We searched PubMed, Scopus, Cochrane Library, CINAHL, Health Source Nursing and the PsychINFO electronic databases for articles published before May 2012. Search syntaxes were developed in consultation with an experienced university research librarian taking into account a broad range of terms and phrases used in definitions of testosterone and COPD (full electronic search strategies for the PubMed, Scopus and Cochrane Library databases in online supplementary appendix pages 1 and 2). Reference lists of potentially eligible articles were searched by hand to identify additional studies missed by our search strategy.
One reviewer (EA) identified potentially relevant studies for inclusion by screening titles and/or abstracts of all citations identified with our database searches. A second screening was performed on the full text of these articles. Observational studies in adult populations that reported endogenous testosterone levels in men and/or women (separately) with chronic lung disease (cases) compared with controls, or RCTs that reported the effects of testosterone treatment on exercise capacity and HRQoL outcomes in COPD patients were eligible. There were no language restrictions for articles.
Data extraction and quality assessment of included studies were performed and/or verified independently by three reviewers (EA, BC and SS). Discrepancies were resolved through discussion. Authors of relevant studies were contacted, where possible, for data that could not be extracted from the published articles.
For methodology and quality assessment, quality checklists were developed to identify potential sources of bias (tables in online supplementary appendix pages 3 and 4). Quality items for observational studies reviewed were (each worth 1 numerical point) as follows: (1) COPD or chronic lung disease was reported to have been clinically diagnosed or categorised according to the WHO International Statistical Classification of Diseases and Related Health Problems (ICD) system, (2) endogenous testosterone level was measured by radioimmunoassay or liquid chromatography-tandem mass spectrometry, (3) the study population was representative of the clinical setting or community (ie, demographic characteristics of cases and hospital controls were typical and community cases or controls were randomly selected) and (4) there was adequate adjustment or exclusion or matching for covariates known to be associated with COPD and hypogonadism in men (each worth 0.2 numerical point): (a) age, (b) socioeconomic or partner status, (c) central or general obesity, (d) smoking status, (e) alcohol intake, (f) physical activity, (g) depression or anxiety (or medications), (h) metabolic syndrome or cardiovascular disease (or medications), (i) systemic inflammation (or glucocorticoids) and (j) sleep apnoea (or treatments).

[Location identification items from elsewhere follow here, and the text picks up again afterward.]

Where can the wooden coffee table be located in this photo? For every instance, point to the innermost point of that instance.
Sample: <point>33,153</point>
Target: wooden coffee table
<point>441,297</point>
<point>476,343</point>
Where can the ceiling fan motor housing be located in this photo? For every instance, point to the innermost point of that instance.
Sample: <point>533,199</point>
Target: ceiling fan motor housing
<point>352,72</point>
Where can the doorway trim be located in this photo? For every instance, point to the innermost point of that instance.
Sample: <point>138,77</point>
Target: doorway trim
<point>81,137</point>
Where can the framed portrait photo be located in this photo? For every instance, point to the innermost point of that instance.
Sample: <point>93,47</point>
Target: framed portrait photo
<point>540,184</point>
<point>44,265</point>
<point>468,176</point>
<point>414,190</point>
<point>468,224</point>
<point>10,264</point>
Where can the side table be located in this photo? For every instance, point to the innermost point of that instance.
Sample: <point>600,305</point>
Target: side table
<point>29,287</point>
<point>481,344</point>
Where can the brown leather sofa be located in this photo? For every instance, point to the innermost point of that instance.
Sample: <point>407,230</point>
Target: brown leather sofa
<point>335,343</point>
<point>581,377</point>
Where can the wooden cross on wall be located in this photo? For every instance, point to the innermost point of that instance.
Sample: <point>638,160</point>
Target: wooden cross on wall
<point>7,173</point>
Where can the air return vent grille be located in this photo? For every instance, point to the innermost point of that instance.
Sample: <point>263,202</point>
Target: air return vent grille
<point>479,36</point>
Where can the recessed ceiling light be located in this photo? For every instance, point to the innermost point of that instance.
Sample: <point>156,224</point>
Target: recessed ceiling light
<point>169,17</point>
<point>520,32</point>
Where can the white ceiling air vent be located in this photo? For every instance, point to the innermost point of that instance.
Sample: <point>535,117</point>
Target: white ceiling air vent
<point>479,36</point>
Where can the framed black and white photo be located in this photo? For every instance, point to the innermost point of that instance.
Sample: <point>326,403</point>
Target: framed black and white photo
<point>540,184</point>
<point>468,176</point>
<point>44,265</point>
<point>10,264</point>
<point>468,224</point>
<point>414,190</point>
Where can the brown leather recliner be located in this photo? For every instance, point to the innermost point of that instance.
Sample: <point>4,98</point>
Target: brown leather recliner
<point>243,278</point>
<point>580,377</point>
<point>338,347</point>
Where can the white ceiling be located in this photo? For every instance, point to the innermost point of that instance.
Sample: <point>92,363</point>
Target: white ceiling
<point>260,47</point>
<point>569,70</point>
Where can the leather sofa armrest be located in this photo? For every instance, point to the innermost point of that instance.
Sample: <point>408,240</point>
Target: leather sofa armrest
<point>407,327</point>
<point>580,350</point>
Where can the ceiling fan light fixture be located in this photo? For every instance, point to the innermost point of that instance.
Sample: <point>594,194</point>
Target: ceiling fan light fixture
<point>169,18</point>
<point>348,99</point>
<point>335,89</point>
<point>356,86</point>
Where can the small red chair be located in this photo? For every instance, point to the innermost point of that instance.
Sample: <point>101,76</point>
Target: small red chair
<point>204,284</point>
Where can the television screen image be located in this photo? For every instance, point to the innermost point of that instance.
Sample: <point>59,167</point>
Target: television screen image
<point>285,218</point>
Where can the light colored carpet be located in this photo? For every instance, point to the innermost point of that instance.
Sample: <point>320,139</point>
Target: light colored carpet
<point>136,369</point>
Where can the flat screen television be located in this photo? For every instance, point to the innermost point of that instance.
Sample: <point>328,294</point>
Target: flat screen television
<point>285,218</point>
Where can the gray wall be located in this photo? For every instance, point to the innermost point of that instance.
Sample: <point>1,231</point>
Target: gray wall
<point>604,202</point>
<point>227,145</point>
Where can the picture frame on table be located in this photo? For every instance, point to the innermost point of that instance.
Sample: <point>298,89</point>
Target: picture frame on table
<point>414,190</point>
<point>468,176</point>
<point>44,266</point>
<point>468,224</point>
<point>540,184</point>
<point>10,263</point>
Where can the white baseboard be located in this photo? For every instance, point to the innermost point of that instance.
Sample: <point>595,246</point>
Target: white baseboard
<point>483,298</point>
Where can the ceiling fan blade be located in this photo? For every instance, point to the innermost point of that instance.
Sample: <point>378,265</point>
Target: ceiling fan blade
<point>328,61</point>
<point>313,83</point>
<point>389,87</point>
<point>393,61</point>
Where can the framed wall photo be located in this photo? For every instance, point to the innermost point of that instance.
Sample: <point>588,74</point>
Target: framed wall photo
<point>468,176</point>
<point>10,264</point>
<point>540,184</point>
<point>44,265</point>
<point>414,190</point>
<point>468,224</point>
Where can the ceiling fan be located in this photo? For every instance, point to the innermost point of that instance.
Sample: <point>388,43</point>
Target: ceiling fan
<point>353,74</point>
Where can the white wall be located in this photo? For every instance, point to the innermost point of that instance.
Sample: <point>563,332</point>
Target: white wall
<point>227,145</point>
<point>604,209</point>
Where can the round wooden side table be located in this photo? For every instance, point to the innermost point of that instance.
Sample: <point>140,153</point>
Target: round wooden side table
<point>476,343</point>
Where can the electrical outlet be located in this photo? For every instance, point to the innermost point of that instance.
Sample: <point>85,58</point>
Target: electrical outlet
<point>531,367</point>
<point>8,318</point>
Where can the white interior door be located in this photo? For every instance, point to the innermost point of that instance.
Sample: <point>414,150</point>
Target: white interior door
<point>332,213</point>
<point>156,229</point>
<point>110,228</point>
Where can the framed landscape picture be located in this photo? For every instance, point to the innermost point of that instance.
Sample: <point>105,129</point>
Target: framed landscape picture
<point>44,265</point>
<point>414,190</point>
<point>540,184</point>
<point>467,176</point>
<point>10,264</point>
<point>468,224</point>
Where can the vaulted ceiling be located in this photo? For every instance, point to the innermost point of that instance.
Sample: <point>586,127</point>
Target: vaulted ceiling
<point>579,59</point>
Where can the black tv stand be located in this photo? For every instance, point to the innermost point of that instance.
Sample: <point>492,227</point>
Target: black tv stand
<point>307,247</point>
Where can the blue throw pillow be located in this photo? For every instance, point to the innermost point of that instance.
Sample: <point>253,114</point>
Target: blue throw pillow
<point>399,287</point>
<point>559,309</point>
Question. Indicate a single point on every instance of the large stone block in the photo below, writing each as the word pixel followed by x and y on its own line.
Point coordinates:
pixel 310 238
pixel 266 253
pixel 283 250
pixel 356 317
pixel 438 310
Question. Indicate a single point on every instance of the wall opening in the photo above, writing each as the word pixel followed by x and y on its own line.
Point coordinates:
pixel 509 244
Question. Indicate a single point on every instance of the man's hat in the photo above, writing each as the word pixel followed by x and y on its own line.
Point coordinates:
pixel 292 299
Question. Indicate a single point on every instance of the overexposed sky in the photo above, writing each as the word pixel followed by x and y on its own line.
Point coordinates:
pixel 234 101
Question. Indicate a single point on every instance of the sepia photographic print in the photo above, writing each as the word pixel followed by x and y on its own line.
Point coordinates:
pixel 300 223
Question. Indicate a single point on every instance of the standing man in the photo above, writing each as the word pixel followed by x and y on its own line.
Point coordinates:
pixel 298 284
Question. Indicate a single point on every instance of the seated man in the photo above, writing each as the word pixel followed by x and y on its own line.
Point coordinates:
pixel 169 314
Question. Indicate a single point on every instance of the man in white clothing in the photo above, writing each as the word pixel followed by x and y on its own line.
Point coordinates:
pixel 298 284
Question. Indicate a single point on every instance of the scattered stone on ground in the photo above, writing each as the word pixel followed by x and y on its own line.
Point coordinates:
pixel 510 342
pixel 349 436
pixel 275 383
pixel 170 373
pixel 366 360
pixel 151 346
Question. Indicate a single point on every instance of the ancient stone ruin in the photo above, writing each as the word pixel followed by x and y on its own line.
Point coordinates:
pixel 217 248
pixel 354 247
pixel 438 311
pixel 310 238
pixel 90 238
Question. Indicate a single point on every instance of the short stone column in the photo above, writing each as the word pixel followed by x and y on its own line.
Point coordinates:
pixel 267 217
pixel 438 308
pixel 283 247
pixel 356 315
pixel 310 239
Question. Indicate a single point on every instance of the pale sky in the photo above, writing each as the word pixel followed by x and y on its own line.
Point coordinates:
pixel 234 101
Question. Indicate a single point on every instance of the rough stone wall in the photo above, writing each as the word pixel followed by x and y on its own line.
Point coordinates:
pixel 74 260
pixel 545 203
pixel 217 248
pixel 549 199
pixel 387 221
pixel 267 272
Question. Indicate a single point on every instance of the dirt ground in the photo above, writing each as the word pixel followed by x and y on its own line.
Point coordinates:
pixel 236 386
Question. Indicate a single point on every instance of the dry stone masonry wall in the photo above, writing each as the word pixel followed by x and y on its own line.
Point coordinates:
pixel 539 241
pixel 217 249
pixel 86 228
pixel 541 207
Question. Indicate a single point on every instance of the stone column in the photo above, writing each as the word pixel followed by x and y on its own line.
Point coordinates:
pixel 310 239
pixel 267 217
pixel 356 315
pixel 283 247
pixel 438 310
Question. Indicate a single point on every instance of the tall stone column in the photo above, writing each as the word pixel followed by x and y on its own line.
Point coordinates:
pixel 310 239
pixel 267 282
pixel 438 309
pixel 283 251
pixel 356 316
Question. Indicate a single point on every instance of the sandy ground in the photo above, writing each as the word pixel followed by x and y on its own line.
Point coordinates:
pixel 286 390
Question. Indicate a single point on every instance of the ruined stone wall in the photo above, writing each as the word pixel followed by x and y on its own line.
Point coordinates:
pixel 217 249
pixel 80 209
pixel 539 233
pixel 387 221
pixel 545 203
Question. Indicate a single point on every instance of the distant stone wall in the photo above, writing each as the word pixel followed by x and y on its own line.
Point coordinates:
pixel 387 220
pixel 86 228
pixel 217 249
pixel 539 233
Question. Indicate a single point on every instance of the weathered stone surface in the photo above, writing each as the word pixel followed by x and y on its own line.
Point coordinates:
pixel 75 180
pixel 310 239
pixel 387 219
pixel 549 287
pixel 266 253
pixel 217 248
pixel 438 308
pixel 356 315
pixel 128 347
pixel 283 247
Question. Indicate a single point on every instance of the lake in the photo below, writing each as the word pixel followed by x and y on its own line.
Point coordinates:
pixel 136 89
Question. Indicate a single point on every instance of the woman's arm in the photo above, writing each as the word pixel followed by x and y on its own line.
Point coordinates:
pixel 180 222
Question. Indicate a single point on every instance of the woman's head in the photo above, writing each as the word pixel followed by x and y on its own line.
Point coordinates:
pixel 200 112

Quality items for RCT studies reviewed were (each worth 1.0 numerical point) as follows: (1) study eligibility criteria were adequately described, (2) randomisation methodology was adequate (ie, evidence suggesting that the ‘random’ method was used to generate and implement random allocation sequence), (3) allocation concealment was adequate (ie, evidence to suggest that a robust method was used for concealing the sequence of treatment allocation (eg, independent IT or telephone service or sealed opaque envelopes only opened in front of the participant), (4) between-group prognostic indicators were balanced (ie, evidence showing that groups were similar at the outset for these prognostic indicators), (5) care providers were blinded to treatment allocation, (6) between-group drop-out rates were balanced, (7) intention-to-treat analysis was included and (8) adverse events were reported.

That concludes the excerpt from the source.